# Re: [R] matching country name tables from different sources

From: McGehee, Robert <Robert.McGehee_at_geodecapital.com>
Date: Wed 11 Jan 2006 - 06:28:27 EST

I would throw a tolower() around s1 and s2 so that 'canada' matches with 'CANADA', and perhaps consider using a Levenshtein distance rather than the longest common subsequence.

An algorithm for Levenshtein distance can be found here (courtesy of Stephen Upton)
https://stat.ethz.ch/pipermail/r-help/2005-January/062254.html

Robert

-----Original Message-----
From: Werner Wernersen [mailto:pensterfuzzer@yahoo.de] Sent: Tuesday, January 10, 2006 2:00 PM
To: Gabor Grothendieck
Cc: r-help@stat.math.ethz.ch
Subject: Re: [R] matching country name tables from different sources

Thanks for the nice code, Gabor!

Unfortunately, it seems not to work for my purpose, confuses lots of countries when I compare two lists of over 150 countries each.   Do you have any other suggestions?

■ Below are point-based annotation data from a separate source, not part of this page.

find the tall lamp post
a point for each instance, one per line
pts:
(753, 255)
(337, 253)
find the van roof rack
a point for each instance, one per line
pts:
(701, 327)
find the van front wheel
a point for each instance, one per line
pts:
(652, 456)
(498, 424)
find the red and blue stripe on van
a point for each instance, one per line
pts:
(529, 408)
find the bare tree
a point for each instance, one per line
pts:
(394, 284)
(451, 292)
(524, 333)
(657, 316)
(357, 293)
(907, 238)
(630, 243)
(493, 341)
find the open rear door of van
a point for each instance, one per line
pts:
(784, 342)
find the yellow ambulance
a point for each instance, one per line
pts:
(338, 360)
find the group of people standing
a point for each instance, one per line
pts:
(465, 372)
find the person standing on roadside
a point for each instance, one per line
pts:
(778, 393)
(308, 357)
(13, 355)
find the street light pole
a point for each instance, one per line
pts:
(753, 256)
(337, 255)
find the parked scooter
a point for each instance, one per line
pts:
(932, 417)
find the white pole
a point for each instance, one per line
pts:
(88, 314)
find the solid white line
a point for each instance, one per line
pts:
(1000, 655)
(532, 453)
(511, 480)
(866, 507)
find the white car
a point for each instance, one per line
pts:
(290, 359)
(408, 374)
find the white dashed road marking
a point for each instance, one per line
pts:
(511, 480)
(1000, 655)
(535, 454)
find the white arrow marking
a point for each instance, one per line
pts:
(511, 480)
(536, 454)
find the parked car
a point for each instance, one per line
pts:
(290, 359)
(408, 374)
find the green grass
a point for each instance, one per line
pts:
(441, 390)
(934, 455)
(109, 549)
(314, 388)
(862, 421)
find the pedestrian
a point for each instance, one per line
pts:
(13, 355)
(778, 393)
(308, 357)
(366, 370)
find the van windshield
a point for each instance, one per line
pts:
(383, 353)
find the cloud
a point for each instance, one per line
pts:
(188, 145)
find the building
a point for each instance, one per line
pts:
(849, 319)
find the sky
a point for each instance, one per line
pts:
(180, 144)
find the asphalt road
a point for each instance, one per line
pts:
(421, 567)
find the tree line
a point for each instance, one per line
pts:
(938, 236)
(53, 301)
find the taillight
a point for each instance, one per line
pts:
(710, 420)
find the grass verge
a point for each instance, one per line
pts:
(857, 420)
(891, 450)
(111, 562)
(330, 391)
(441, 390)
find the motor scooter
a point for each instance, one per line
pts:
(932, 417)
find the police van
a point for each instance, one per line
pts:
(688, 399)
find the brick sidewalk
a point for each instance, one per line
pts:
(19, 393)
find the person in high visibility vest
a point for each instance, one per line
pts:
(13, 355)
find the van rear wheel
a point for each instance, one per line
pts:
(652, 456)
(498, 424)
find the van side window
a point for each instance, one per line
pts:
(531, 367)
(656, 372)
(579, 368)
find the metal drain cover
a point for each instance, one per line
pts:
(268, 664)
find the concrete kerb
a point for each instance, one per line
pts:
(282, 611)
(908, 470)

Gabor Grothendieck <ggrothendieck@gmail.com> schrieb: If they were the same you could use merge. To figure out the correspondence automatically or semiautomatically, try this:

y <- c("Kanada", "United States", "Mehico") result <- outer(x, y, function(x,y) mapply(lcs2, x, y)) result[] <- sapply(result, nchar)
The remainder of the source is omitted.